Anything less than 125 btu takes a long time to rev up, unless you idle the slab, which gets very energy intensive.

The slab only needs to be 34F to melt, generally a 80- 110 supply fluid.

Just as you do a heatload for a home you can do a load calc for snowmelt.  It's based on your location and the class of system you want.

All of the radiant manufacturers have snowmelt load program on their design software.  It take weather data from your location sizes the tube diameter, lengths and pump requirements.  40- 50% glycol, which takes more pump power and a way to isolate the snowmelt from the boiler fluid so you don't need to glycol the entire system.  Insulate under the slab of course, 2" like a heated radiant slab.

On some jobs we melted just the tire tracks or walk path, not the entire slab.

The state of Wisconsin banned residential snowmelts for awhile due to the large amount of gas they draw.  They may have lifted that ban.

In some resort areas it does pencil out when compared to the cost of hauling and dumping snow due to the tight building density and lack of snow storage space.

It would be tough to size a single boiler to cover your building heat and do much snow melting, you almost need to dedicate a boiler just to the melt load.

Tube the slab if you have the $$ to do it, and use it a s a DHW pre-heat "solar collector" in the summer.

hr


----------



## free75degrees (Sep 17, 2010)

I have thought about doing this.  I have an unpressurized storage tank and i was thinking I would add a coil to that and use it to feed the driveway loop.  This way I wouldn't have to worry about boiler return temps, and I'd also be able to use antifreeze without it mixing with the rest of my boiler water.  I'll definitely do the math first to make sure it wouldn't take too much extra wood though.


----------



## in hot water (Sep 17, 2010)

a cord of oak is about 27Mbtu.  Times the burn efficiency, maybe 70%?   That gets you down to 18.9Mbtu.  There are some efficiency loss through heat exchangers, storage, piping to and from, etc, take some % out for that. 

 So if you know how many BTU/hr you will dump out to the slab, keeping in mind the losses out at the slab, you can get an idea how much wood it takes to phase change snow to water.

And an excellent point above, about where the melt water goes.  You don't want an ice dam at the end of the slab that you can't drive or walk over.

Wind is tough on snowmelt slabs, it really scrubs away some energy.  Any type of edge insulation detail will help as will wind breaks.

hr


----------



## bulldogbones (Sep 18, 2010)

Thats some great reading guys The btu per sq ft was helpful, since I have 800 sq ft to heat (40'x20') so thats 800x150=120,000 btu's sooooooo I think this idea will get shelved, since I have an entire house to heat on a 140k btu boiler.
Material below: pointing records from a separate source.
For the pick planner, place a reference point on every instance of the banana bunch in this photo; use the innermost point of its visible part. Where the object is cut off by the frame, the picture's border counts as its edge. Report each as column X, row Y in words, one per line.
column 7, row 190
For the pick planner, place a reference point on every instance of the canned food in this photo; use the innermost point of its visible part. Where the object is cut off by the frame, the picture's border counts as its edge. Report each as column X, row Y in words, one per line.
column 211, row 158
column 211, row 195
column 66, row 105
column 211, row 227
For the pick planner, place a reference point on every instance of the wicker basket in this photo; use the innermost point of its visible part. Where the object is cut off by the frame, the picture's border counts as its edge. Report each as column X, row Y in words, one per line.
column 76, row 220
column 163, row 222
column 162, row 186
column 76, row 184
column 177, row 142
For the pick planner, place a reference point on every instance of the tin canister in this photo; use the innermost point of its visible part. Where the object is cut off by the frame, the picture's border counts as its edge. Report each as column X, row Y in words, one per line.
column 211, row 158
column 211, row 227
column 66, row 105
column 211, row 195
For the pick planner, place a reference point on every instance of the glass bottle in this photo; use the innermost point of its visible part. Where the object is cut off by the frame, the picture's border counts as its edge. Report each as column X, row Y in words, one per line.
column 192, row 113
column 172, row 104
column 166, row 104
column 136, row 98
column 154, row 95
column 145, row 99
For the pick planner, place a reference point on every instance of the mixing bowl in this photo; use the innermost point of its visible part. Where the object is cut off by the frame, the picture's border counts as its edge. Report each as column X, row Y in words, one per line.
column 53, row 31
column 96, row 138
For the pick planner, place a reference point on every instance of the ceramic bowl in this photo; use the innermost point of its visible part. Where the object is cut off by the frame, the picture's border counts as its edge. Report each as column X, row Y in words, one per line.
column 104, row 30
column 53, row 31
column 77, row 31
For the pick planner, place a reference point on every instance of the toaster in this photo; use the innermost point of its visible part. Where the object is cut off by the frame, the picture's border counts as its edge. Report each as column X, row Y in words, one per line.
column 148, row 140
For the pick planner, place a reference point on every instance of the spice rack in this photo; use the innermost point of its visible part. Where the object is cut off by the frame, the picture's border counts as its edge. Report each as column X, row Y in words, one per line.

And I think between the house and a driveway that would MAX the boiler out and I would be constantly feeding the boiler.


----------



## sgrenier35 (Sep 18, 2010)

You could always set up the zone so it only runs when the house heat is satisfied.  and or use it for a dump zone.


----------



## 4acrefarm (Sep 18, 2010)

I was thinking of a manual valve the diverts the solar antifreeze to the slab instead of the water tank. I would only use it occasionally for safety. The area is shaded on south and west sides and is our main entrance. I don't have solar yet but it's in the plans. I have a bunch of panels and I would combine the solar with wood with 1000 gal of storage.


----------



## bulldogbones (Sep 18, 2010)

sgrenier35 said:
			
		

> You could always set up the zone so it only runs when the house heat is satisfied.  and or use it for a dump zone.
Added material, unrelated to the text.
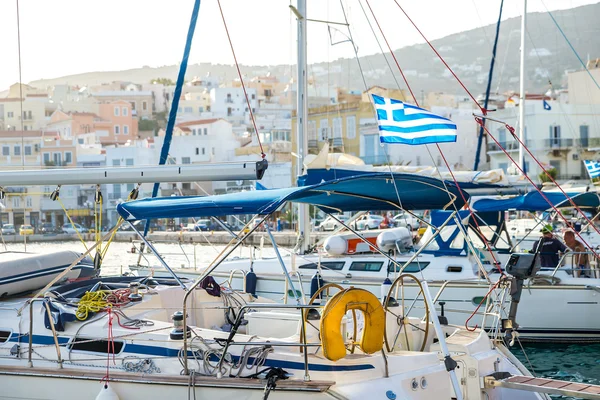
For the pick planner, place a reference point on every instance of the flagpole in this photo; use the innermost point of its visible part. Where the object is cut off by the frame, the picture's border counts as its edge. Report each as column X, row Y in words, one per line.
column 522, row 88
Oh I agree but if I'm going to drop a little less then $800 on a heated driveway. I want it running all the time. The main reason I was entertaining the idea is because my wife just got a full time job 45min away 5days a week and since I work out of town that means she will have to keep the driveway clear so she can get in and out.


----------



## woodsmaster (Sep 18, 2010)

I looked into doing this and was told it had to be run all winter. I just wanted to use it on occasion, so that was the deal breaker for me.


----------



## 4acrefarm (Sep 20, 2010)

If it were a sidewalk could you do an insulated 3" slab? Maybe run fluid from solar panels to H/E then to sidewalk. I don't wory about tire traction, only foot traction.


----------



## woodsmaster (Sep 20, 2010)

sidewalks should be 4" and 4000 psi min.


----------



## Hiram Maxim (Sep 23, 2010)

My neighbor 5 houses down has a heated driveway.

Here is how his works. His floors are radiant heat, after they go up to the desired temp the system then drains into the tubes in the driveway on its way back to the boiler.
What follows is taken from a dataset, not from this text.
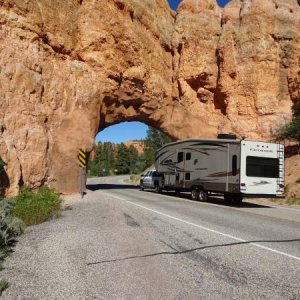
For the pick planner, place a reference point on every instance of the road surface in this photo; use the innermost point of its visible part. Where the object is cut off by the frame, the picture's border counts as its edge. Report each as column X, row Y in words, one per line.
column 122, row 243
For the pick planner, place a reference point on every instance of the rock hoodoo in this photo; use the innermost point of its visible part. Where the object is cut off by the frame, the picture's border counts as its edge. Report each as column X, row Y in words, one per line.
column 70, row 68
So the water is not heated for the driveway alone....  

Never any snow, never any ice!

Cheers,Hiram


----------



## 2.beans (Sep 29, 2010)

i have a heated patio and walkway. patio is 16x20 and the walkway is 4x60. just running that kills the boiler. its easier to shovel it rather cut wood for it. this year i was going to drain the water from the pex in my basement slab, fill it with antifreeze and circulate from the basement slab thru the the outside patio and walkway. my basement has 10 times the surface area as the the outside has so hopefully it will work. i dont see it keeping up in heavy snow but it should melt it off within a couple days. ive never used the basement heat so i wont miss it. im going to leave the circulator on 24/7 and if i ever i did want heat the basement im going to install the flat plate so i could by just shuttig the ball valves off for the outside.


----------